Novel treatment modalities are always emerging for rare diseases such as HEH. One novel technique in the management of this disease was presented by Lau et al. where they utilized a combination of capecitabine and bevacizumab in treating a patient with metastatic HEH. Their results showed significant regression in the tumor sizes and present a new approach for patients who are awaiting liver transplantation or are non-surgical candidates [7]. Along the same line, ongoing clinical trials are utilizing different chemo and immune therapy agents against HEH. A phase II trial is currently exploring the potential of Trametinib (MEK inhibitor) in patients with locally advanced, metastatic or unresectable tumor [33]. Another phase II trial is studying Eribulin (microtubule growth inhibitor) as a possible treatment for metastatic or locally advanced HEH [34].

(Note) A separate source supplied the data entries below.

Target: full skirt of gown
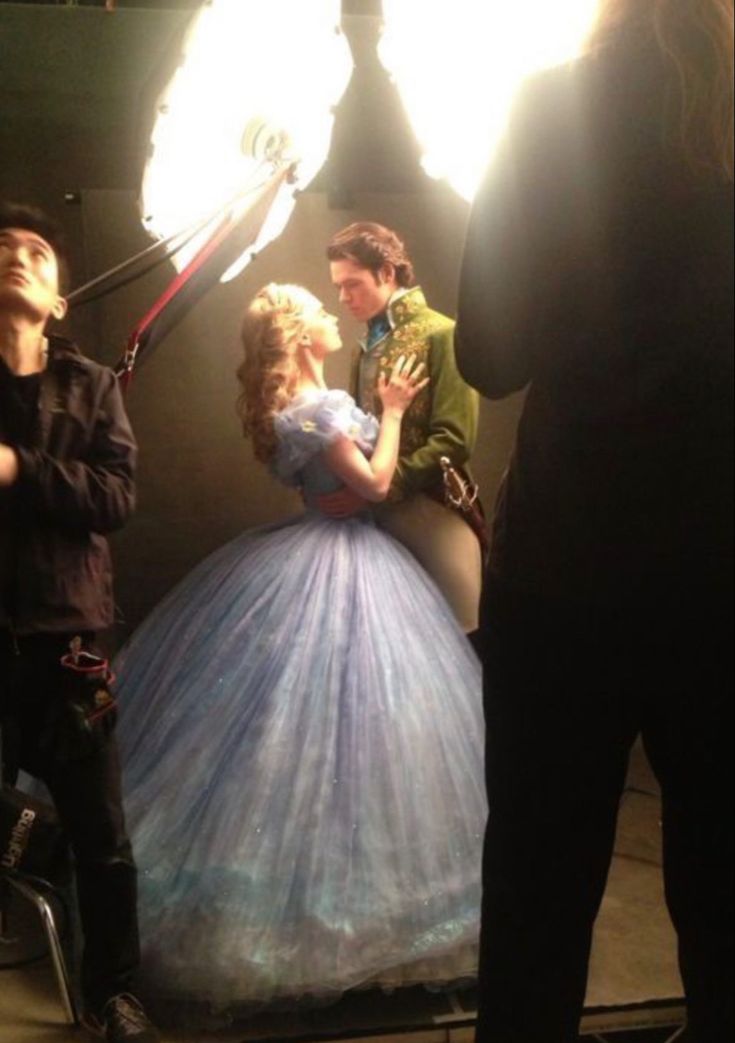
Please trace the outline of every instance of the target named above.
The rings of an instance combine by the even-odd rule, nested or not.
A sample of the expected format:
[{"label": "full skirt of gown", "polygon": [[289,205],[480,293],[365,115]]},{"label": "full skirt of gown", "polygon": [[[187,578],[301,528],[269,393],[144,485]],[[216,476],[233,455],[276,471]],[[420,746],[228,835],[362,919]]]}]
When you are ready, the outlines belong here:
[{"label": "full skirt of gown", "polygon": [[400,544],[312,513],[246,533],[116,669],[147,995],[475,975],[480,667]]}]

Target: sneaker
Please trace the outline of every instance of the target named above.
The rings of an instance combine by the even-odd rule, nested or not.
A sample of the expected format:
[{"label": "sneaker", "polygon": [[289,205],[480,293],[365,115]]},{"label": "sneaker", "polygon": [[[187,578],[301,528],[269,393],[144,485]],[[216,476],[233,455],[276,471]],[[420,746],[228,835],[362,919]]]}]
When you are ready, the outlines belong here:
[{"label": "sneaker", "polygon": [[107,1043],[159,1043],[160,1036],[135,996],[127,992],[113,996],[101,1014],[86,1011],[82,1025]]}]

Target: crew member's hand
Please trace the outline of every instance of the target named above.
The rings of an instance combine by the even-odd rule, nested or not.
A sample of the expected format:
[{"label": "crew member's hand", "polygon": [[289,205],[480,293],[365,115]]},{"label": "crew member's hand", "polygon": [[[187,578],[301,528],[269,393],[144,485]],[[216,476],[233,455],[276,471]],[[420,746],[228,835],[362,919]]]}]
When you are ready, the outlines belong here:
[{"label": "crew member's hand", "polygon": [[336,493],[318,496],[316,502],[322,514],[326,514],[328,518],[351,518],[370,506],[368,500],[363,499],[348,485]]},{"label": "crew member's hand", "polygon": [[383,414],[393,413],[402,417],[422,388],[429,383],[429,378],[421,375],[426,369],[423,362],[414,367],[416,356],[406,359],[404,355],[396,362],[390,377],[384,373],[378,378],[378,395],[383,403]]},{"label": "crew member's hand", "polygon": [[18,457],[9,445],[0,443],[0,487],[12,485],[18,477]]}]

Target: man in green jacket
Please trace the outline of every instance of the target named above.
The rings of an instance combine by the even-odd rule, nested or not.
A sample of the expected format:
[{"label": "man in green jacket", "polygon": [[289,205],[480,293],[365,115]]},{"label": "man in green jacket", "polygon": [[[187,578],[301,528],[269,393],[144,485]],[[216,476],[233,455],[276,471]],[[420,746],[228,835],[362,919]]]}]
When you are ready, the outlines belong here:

To the best of our knowledge, this is the largest study and one of the most contemporary reports comparing the treatment outcomes of patients with HEH. It further supports the recommendations for surgical intervention for patients with HEH when possible. As a SEER-based study with patients representing a large national scale, the results of this study have relatively high external validity and can be generalized. However, it is a retrospective study with several limitations. First, the SEER database entails a limited number of patients’ variables and characteristics. No data exist on disease free survival, number of nodules, localization of tumor and liver lobes involved, lymph nodes involved, vascular invasion, sites of distant metastasis, chemotherapy regimen details and completeness of resection (R0-R1-R2). Data on the specific type of liver resection are also limited. Second, treatment of patients might have been based on physicians’ assessment of patient’s performance status and specific comorbidities not captured by the database, which may lead to a selection bias in the patients referred to surgery. Finally, limited by the small number of patients undergoing transplantation in our cohort, a comparison between tumor resection and transplantation was not performed. While the value of liver transplantation has been clearly shown in different reports, liver resection still occupies its role in the treatment of HEH depending on number of lesions and localization. Further investigations are merited to decide on the better treatment strategy for the different presentations of HEH.

Conclusion

Hepatic hemangioendothelioma is a rare disease that is poorly understood. Surgical intervention, whether liver resection or liver transplantation, might be warranted regardless of disease stage. Multicenter collaborations are needed to improve our limited knowledge about this neoplasm and determine the best treatment strategy.